Finally! A picture of my new haircut!  Taken in my sunny kitchen, on a day when I wore makeup!

For those times when you have more to say than will fit in a tweet, but not enough for a full blog post, Let There Be Quickies:

Selfie Sticks make me sad.  When I see a group of people using a selfie stick in public, I’m a little insulted, like, “You didn’t even THINK to ASK me to a take a group photo of you?  Don’t you trust me?”

The Photo Paradox:  When you’re doing something fun you want to remember, you’re too busy to remember to take photos.  But when you’re waiting for your boyfriend to come back from the bathroom at brunch, which is not a moment you wish to treasure forever, you take photos of your food, the restaurant, yourself…?

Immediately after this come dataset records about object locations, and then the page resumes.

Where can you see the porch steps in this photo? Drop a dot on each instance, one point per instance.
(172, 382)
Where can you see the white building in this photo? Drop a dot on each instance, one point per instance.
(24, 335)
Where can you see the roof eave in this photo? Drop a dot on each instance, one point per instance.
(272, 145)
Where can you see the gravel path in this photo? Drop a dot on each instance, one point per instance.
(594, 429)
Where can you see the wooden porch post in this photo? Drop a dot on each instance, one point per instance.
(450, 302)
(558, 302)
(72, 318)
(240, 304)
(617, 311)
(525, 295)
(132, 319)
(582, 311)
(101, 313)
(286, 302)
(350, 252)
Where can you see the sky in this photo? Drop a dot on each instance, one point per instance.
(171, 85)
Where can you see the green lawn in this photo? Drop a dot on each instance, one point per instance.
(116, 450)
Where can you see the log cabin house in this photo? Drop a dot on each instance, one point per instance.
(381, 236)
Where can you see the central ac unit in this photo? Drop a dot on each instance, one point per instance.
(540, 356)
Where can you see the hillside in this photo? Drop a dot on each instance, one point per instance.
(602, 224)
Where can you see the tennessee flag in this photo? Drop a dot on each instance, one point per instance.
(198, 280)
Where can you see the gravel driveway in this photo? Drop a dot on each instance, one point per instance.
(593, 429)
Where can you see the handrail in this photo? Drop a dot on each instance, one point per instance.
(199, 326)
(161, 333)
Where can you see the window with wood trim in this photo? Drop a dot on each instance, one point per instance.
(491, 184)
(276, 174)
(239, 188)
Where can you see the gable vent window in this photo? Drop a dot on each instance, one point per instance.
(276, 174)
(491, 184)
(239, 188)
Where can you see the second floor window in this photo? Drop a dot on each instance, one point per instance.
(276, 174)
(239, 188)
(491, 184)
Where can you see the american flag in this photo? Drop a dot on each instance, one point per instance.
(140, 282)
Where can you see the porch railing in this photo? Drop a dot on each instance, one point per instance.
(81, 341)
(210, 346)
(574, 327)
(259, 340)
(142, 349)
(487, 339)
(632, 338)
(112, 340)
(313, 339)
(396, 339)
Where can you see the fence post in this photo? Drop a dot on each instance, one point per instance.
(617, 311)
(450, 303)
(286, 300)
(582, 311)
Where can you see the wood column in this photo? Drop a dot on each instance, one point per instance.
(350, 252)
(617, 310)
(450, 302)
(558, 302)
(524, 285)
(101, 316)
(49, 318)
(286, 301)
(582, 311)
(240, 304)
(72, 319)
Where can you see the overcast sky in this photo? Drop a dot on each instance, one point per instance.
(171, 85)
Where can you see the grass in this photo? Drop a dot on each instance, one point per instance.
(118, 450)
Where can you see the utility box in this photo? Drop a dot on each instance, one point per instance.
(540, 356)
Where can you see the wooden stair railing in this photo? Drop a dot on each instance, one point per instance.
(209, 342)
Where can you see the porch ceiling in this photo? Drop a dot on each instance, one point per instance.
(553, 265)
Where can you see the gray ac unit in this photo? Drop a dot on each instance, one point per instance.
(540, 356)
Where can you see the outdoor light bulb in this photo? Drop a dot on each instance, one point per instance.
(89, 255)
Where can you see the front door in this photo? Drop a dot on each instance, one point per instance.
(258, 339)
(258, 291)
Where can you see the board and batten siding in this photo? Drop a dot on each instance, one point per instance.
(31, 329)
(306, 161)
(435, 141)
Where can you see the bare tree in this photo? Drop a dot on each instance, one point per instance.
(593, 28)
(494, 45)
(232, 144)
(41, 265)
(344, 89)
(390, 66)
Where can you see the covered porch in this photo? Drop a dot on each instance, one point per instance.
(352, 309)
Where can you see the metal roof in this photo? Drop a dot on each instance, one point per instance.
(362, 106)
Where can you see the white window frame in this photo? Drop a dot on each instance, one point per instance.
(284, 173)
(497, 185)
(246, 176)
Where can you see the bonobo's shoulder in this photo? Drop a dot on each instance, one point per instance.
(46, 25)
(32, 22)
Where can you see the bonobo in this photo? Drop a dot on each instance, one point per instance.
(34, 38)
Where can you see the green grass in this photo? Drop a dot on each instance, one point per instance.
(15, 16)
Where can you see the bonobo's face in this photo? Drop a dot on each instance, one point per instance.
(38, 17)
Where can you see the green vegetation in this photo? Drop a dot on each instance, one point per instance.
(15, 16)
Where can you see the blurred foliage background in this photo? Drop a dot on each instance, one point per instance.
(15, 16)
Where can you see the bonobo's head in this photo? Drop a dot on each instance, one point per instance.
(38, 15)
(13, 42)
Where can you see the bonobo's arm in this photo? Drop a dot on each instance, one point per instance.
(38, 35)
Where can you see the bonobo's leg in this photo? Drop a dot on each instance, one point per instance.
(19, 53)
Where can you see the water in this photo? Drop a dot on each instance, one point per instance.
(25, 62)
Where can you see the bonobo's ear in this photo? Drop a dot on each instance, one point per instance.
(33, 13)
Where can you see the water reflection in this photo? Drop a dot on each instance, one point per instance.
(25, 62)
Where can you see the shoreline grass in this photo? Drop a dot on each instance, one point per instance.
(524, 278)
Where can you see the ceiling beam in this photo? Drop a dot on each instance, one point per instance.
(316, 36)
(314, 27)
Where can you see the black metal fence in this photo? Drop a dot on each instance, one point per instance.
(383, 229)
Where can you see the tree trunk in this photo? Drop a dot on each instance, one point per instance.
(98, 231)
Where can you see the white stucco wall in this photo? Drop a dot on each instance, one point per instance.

Freshman, Sophmore, Junior Year:  Dress code is SHOULDERS COMPLETELY COVERED!  Spaghetti straps forbidden!  Off-the-shoulder shirts merit detention!

Senior Year: 
Time for yearbook photos!  Take your tops off and put on this black sheet that looks like you’re naked from the shoulders up!  Shoulders MUST BE BARED or you won’t get your photo in the yearbook! 

Teenage dolls come with fun accessories like cell phones, backpacks, and hairbrushes.  30-something dolls probably come with depressing accessories like prescription psoriasis cream, melatonin supplements for sleep, TUMs and insoles.